Is "The Body of Christ" a Metaphor?

Here I just want to pose a question that I’ve reflected on for a while. In many textbooks on ecclesiology, or constructive theological ecclesiologies it’s common to organize the material in a “trinitarian” way under the rubrics of three biblical “metaphors” for the Church, namely the church as the people of God, the body of Christ and the temple of the Holy Spirit.

Now, as a heuristic way of organizing a textbook, perhaps this has some merit, and at least some good intentions. However, I submit that this way of dicing up an ecclesiology is fundamentally flawed. I’ll leave aside for the moment the apparently modalistic mood it bestows simply by nominating three images for the church based on the three persons of the Trinity. What I find more troubling is the fact that such a heuristic presupposes that these three “metaphors” occupy the same semantic and theological universe of meaning. Why is it immediately apparent that “people of God” and “body of Christ” are in any way two members of the same semantic method of speaking about the church?

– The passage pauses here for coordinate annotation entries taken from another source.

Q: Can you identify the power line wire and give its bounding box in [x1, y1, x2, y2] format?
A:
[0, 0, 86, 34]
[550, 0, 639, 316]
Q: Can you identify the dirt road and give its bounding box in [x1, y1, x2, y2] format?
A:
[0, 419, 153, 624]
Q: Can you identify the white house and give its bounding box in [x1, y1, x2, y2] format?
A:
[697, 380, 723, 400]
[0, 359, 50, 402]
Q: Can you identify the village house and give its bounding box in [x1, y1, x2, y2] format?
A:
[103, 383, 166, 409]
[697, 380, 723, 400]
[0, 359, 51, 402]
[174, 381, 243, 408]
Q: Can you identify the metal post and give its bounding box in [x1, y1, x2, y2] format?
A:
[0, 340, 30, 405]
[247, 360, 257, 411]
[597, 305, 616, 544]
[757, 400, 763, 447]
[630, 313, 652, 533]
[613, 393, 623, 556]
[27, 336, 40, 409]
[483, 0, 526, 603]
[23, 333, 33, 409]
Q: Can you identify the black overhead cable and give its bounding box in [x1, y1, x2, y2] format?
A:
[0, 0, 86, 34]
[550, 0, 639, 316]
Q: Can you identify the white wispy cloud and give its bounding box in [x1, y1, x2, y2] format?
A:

What I want to question in particular is the assumption that these three images of the church are “metaphors” as commonly conceived. Literarily speaking, a metaphor is an indirect comparison between unrelated subjects that typically uses “is ” to join the first subjects. In other words, a metaphor describes a particular subject by that which it is not. Now, surely the image of the church “the people of God” is anything but a metaphor. That comes as close to a empirical description as we’re likely to be able to produce. Similarly, “temple of the Holy Spirit” is not technically a metaphor because what that term communicates is precisely that the Holy Spirit is present, that he indwells – tabernacles in – the church-community. The Church is the place of the Spirit’s presence, and thus is literally, not metaphorically his temple.

Now, the question I really want to raise though, is in regard to the image of the church as “the body of Christ.” In Scripture, obviously this term is used for a variety of things, namely the physical human body of Jesus of Nazareth, the bread of the Eucharist, and the church-community itself. Now, the question I want to pose is simply whether or not this stream of biblical language is a metaphor or not. What does it mean to talk about the church as the “body” of Christ? Is there any real, organic, physical reality that is expressed by this image? Or is it simply a metaphor for something else? If so what is it?

What does it mean for us to call the church Christ’s body?